OPERE: Spoon River Anthology revisited (by Jag)
Memorie dal Parco
Due
Monica l'informatica
di Alessandra Di Medio
Ogni mattino da oltre vent'anni
mi recavo al lavoro senz'arte né affanni.
Fin dall'entrata dal tornello sancita
attendevo indolente il minuto d'uscita.
Due soli oggetti mi facevan compagnia
confusi nel caos dell'inutile scrivania:
un telefono amico a cui confidavo con voce chiassosa
tutti i dettagli della mia vita amorosa
e un manuale Excel aperto da sempre
alla pagina 20 "Versione corrente".
Più volte i colleghi con aria pietosa
si adoperarono invano a farmi fare qualcosa:
Stefano, Paolo (perfino Alessandra!) con assurda pazienza
tentarono l'impossibile contro ogni evidenza.

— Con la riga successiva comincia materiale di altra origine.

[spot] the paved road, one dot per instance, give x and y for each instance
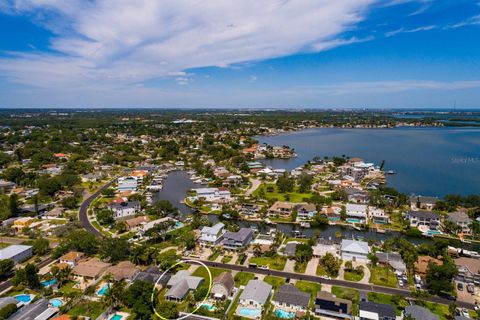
(5, 285)
(83, 212)
(342, 283)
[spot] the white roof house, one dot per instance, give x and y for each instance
(355, 250)
(212, 235)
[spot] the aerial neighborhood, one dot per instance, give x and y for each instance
(162, 214)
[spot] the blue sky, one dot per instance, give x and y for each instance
(214, 53)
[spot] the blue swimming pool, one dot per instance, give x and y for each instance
(284, 314)
(48, 283)
(24, 298)
(103, 290)
(247, 312)
(57, 303)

Infine anche loro si arresero al fato
che indelebile è scritto su questo mio scranno:
"Mai avremmo creduto di poter vedere
scambiato un CD-drive per un porta bicchiere!"
Paolo il Doppio
di Fulvio Lanna
Era il tuo cruccio nascosto per bene
Ambivi l'oggetto del divertimento
Ma ti bucavi ogni sera le vene
Per un buon capo d'abbigliamento
Ecco sei un uomo dalle vedute miste
perennemente elegante ma triste
Prova a pensar che contento
Non sarai mai neanche al mare
Se poi continui a smontare
Un Olivetti M4 cento
Anche se dici (con falso orgoglio)
E' la cravatta a quadretti
Che fortemente io voglio....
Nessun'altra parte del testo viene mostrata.